Thursday, August 25, 2011

Hurricane Irene and 1938

Hurricane Irene is seemingly heading up the east coast and if it holds a specific path it could slam straight into Long Island, New York. It happened once before.



Whenever nature explodes in an aberrational fury, we quickly reestablish awe for her power and acknowledge respect for a force we cannot totally understand or appreciate. Today we have satellite technology that warns us of pending danger. Not so back in 1938.

On September 21st, that year forecasters knew there was a hurricane out there, but figured it would blow itself out.
        
The North Atlantic was under a high-pressure plateau and the then nameless hurricane was being squeezed toward the Northeast.

By two O'clock in the afternoon the Atlantic City Board walk was gone. Then a 40-foot wall of water, a tidal surge, hit Long Island's south shore with such impact it registered on a seismograph in Alaska.

Mansions disappeared. Towns collapsed. Boats splintered.

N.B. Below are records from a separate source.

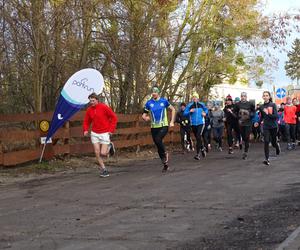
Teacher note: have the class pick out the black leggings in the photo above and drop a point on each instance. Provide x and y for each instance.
(232, 127)
(245, 133)
(270, 135)
(290, 132)
(185, 130)
(198, 130)
(158, 135)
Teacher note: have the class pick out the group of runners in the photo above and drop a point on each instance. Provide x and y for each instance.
(238, 119)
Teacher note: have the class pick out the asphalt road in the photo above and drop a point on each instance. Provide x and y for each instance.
(220, 202)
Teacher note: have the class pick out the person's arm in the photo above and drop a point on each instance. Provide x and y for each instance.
(274, 114)
(187, 110)
(145, 115)
(173, 113)
(86, 123)
(113, 119)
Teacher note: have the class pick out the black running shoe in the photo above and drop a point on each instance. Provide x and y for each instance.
(278, 149)
(165, 168)
(197, 157)
(203, 152)
(112, 149)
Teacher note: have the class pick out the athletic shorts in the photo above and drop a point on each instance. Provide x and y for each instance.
(103, 138)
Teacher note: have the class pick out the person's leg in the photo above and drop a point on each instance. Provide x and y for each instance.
(247, 138)
(274, 142)
(158, 134)
(266, 143)
(221, 136)
(182, 133)
(97, 150)
(229, 135)
(288, 135)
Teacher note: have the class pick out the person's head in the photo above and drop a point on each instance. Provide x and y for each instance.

It was the same throughout New England. All told, 63 thousand lost their homes. Nearly 18-hundred were injured. 700 died.

Communications were down. Newspapers did not learn of the destruction for days.

America had suffered a disaster greater than the Chicago Fire or the San Francisco earthquake, but what most people knew was that Hitler had seized Czechoslovakia that same day.